2. Don’t Block CSS, JavaScript, or Images
During the early days of mobile design, it was necessary to block these elements in order for faster loading. However, now that smartphones and other mobile devices are built so powerful, it is not necessary to block these elements. As we said above, when using them they should be Optimised for best speeds. Keep your code minified and use css sprites for images.
3. Mobile Design
One of the major contributors to mobile Optimisation is the actual mobile website design. Just because your website is available on mobile phones doesn’t mean it is mobile friendly or responsive. Mobile web design is an art, and a responsive, user friendly page is a must if you want a competitive edge. Here are some ways to use responsive design to enhance your users overall experience and your site’s load time:
- Never Use Flash: Since mobile uses can’t use flash on their phone you need to remove those elements from your design. Instead, use HTML5 or Java to add those cool elements. Beware though, do not overdo it with Java. Keep your design clean, sleek and simple. You only have a few seconds to convey what your company is about.
- Get rid of Pop-ups: Remove even your subscription e-mail pop up on your site’s mobile version. Lead generation is great, but if your mobile site is bogged down with too many pop-ups your users will become frustrated and leave. This will hurt your business in the long run. So just stick to pop-ups on your desktop version of your site and leave them out of the mobile version.
- Design for “the finger”: When considering your mobile site design, think of the thumb and finger. Since your mobile users have to navigate with their finger, make sure your design is “finger-friendly.” Accidental taps are annoying, so make sure they can scroll and tap with ease.
4. On-Page Optimisation
Keep your titles and page headers concise and to the point. When it comes to mobile search engine result pages, you don’t have much leg room and so being short, simple and sweet helps a search engine read your site better.
The GoogleBot will understand your site better, and of course your users will too. This will translate to a higher click through rate, and improved rankings on search engines.
5. Local Optimisation
If your business is local and includes a storefront along with the online store, localising your site for search engine optimisation is important too. Mobile search is crucial for businesses looking to drive foot traffic into their stores.

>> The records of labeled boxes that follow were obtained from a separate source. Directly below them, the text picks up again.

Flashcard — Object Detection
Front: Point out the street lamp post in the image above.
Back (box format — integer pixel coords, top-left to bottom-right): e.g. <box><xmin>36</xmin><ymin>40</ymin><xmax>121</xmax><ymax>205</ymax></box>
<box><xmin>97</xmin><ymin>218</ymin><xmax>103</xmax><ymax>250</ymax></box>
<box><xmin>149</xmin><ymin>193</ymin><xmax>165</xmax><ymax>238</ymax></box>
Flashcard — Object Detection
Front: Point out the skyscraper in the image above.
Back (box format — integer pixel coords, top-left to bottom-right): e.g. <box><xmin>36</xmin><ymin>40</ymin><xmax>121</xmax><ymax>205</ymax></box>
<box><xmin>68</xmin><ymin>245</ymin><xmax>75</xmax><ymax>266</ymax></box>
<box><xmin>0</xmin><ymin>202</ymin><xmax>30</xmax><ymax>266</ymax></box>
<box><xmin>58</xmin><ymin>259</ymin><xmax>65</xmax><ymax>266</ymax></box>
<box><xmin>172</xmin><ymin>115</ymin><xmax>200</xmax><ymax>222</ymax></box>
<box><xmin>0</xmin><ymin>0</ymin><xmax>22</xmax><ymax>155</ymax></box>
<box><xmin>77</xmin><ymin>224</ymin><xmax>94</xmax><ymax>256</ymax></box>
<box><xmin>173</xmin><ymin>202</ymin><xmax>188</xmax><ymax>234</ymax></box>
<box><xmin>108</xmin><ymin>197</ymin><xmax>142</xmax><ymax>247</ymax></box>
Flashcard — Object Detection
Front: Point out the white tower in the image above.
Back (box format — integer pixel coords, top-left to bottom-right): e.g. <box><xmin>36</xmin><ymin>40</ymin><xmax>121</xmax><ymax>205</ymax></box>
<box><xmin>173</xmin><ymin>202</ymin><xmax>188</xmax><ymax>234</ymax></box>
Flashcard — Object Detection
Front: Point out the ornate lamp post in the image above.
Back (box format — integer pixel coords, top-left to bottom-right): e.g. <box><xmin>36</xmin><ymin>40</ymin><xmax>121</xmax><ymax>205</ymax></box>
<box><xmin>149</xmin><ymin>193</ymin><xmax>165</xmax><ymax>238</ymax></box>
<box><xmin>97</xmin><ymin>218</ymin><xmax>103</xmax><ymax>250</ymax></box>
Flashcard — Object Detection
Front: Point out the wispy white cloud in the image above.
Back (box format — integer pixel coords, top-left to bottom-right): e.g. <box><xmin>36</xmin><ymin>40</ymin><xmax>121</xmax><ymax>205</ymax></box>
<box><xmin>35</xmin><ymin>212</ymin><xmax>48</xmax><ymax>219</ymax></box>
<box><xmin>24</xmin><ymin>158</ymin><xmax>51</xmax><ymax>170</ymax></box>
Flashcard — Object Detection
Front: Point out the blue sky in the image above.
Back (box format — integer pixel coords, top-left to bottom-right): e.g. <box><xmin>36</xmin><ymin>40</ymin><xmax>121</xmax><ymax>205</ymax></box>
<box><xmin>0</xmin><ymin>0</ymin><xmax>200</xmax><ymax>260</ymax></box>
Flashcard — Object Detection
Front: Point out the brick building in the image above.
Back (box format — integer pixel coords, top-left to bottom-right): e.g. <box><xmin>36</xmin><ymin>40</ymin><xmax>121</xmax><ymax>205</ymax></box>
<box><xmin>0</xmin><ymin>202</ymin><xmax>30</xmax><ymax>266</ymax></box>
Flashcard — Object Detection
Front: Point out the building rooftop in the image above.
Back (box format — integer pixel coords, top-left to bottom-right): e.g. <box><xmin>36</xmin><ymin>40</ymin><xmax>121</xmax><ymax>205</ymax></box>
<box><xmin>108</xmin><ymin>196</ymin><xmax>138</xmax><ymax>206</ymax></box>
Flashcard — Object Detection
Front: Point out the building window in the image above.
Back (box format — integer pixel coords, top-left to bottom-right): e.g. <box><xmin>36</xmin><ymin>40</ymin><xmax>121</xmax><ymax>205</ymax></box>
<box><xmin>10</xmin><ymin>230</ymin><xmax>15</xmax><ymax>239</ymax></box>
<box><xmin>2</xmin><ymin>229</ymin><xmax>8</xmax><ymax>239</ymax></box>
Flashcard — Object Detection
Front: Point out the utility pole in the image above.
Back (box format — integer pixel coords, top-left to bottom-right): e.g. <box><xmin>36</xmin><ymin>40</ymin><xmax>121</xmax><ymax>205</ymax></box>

Here’s how you can drive your mobile users to your local store and increase mobile visibility:
- City and state/province/country in the title tag
- City and state/province/country in the H1 heading
- City and state/province in the URL
- City and state/province in content
- City and state/province in the alt tags
- City and state/province in the meta description
- Business Name, Phone and Address
By taking action now, you can help make the case for your site and improve your visibility in mobile search.
Conclusion
Ensuring your mobile website is performing at optimised speed is crucial to your overall user experience, traffic, and revenue. Speed up your site to less than 1 second. Continuously test your website speed and improve your site’s coding regularly. Keep SEO in tip top shape. Make sure you provide your website visitors with a seamless experience by improving your website speed and standing out from the crowd.